CanSavPre :: Introduction

Introduction

CanSavPre is a structure-based cancer-related single amino acid variation prediction system. This system predicted the cancer-related SAVs and provided the critical features used to estimate the relationship between their properties and cancer caused by SAVs. Moreover, CanSavPre developed by the machine learning methods and its five-fold cross-validation performance is reached 89.73% for accuracy, 0.74 for the Matthews correlation coefficient, and 0.81 for the F1 score.

Why is prediction of cancer-related SAVs important?

Single amino acid variation (SAV) refers to one amino acid substitution resulting from genetic polymorphisms. Increasing evidence indicates that SAVs are associated with several different cancers via structurally or functionally changed. Depend on the mutation position; these SAVs might cause protein destabilization or influence binding affinity and protein-protein interactions resulting in cancer. Our prediction model provides a novel way forward for cancer research, not only for clinical outcomes but also for recognizing prognostic biomarkers, which we contend is a breakthrough for precision medicine.

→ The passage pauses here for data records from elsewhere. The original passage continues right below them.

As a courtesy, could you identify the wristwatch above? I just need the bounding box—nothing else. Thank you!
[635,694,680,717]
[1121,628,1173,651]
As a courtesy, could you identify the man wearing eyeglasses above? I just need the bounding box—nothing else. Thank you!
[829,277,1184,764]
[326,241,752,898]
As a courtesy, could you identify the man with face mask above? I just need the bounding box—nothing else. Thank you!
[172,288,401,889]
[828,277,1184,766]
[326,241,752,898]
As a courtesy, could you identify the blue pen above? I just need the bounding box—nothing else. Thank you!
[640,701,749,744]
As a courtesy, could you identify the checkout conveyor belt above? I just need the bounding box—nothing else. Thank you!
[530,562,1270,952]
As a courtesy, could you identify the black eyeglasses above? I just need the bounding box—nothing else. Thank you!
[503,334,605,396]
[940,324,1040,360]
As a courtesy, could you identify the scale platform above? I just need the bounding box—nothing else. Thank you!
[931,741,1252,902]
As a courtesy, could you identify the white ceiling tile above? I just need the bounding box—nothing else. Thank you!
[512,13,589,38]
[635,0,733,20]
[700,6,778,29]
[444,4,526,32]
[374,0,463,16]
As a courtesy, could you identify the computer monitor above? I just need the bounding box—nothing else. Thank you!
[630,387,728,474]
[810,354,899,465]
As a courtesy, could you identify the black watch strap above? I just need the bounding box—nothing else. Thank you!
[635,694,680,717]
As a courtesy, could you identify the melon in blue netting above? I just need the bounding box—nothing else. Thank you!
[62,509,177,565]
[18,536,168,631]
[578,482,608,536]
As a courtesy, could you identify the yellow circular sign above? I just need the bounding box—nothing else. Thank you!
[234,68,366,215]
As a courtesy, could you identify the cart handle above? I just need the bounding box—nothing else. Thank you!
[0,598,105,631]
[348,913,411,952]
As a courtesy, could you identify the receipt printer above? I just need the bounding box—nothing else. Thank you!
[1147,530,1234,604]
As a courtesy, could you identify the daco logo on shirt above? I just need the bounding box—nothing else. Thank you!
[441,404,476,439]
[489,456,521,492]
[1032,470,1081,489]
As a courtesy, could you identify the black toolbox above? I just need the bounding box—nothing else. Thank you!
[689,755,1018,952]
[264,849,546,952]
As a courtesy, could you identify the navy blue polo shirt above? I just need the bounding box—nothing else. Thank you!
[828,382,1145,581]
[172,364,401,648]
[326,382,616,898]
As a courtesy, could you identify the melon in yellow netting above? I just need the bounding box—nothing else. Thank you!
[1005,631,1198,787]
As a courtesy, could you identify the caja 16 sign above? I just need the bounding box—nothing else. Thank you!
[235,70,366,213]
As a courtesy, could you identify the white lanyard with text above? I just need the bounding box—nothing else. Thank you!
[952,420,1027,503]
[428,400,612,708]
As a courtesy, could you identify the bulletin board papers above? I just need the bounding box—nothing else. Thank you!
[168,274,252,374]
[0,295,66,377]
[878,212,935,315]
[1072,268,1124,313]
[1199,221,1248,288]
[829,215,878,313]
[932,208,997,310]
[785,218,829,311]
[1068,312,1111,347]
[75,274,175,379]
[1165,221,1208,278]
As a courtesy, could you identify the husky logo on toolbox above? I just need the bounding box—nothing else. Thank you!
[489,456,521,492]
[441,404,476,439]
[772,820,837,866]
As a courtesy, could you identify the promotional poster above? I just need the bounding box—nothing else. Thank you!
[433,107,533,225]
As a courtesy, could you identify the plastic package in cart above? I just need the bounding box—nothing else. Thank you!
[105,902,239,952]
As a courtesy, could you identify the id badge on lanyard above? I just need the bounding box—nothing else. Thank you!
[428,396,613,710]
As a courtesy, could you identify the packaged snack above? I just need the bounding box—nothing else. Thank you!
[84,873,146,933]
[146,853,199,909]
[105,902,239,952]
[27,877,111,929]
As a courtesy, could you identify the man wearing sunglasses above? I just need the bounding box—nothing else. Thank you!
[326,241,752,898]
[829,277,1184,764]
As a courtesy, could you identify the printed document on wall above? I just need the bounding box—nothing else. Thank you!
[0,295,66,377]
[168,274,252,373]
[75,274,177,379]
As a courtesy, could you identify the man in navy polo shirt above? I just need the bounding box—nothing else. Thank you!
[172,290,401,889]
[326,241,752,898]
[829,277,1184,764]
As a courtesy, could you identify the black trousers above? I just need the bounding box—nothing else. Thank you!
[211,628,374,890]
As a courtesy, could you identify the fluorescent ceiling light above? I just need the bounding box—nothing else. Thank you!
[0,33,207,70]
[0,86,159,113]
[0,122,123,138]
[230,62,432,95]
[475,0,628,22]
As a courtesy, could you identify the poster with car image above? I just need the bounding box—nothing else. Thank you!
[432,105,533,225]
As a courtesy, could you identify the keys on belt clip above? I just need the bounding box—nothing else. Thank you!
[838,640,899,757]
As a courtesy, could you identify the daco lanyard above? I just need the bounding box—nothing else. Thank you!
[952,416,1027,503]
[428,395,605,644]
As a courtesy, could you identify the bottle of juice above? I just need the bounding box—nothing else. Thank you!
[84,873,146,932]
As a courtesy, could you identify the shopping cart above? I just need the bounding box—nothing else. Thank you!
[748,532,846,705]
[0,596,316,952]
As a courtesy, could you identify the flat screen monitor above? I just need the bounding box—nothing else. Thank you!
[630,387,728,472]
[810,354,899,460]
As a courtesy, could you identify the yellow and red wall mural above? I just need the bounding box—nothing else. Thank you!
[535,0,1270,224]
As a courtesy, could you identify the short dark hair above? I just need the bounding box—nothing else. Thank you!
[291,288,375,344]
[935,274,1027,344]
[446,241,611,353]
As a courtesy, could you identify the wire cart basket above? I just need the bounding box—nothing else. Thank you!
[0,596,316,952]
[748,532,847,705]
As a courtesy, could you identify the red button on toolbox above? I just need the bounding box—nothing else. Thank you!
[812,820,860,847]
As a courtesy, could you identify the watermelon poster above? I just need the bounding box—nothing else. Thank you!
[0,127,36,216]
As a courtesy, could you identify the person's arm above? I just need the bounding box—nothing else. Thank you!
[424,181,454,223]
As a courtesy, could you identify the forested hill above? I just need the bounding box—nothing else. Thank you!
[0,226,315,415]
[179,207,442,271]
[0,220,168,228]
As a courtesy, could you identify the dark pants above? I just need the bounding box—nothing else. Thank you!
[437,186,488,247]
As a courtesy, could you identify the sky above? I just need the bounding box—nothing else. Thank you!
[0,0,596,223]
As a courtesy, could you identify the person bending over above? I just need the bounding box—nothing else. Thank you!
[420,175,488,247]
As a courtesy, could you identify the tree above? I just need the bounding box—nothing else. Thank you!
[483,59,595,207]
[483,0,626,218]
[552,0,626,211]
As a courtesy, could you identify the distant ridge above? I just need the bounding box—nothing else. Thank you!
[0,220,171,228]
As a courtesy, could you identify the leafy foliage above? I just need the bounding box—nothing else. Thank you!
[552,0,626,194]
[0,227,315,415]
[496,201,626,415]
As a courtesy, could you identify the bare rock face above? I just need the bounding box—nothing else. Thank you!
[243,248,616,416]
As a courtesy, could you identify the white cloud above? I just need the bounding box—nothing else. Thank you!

What is the method of CanSavPre?

We used the machine learning methods to build the cancer-related SAV prediction systems. All the training data were collected from CanProVar2.0. These data were mapped to the protein identified by BLAST from the Protein Data Bank for exacted protein structure of the SAV sequence. Then, the data was split into subgroups to determine the characteristics of specific wild-type amino acid alterations in each of the sequence-based, structure-based and microenvironment-based feature sets. The prediction model used a two-level Support Vector Machine (SVM) classifier module with a genetic algorithm (GA) to select features and optimize performance. Critical descriptors emerge through use of the feature selection procedure. Although further study is needed to reveal the cancer mechanism in most selected features, our results indicate that it is possible to reliably predict cancer-related SAVs.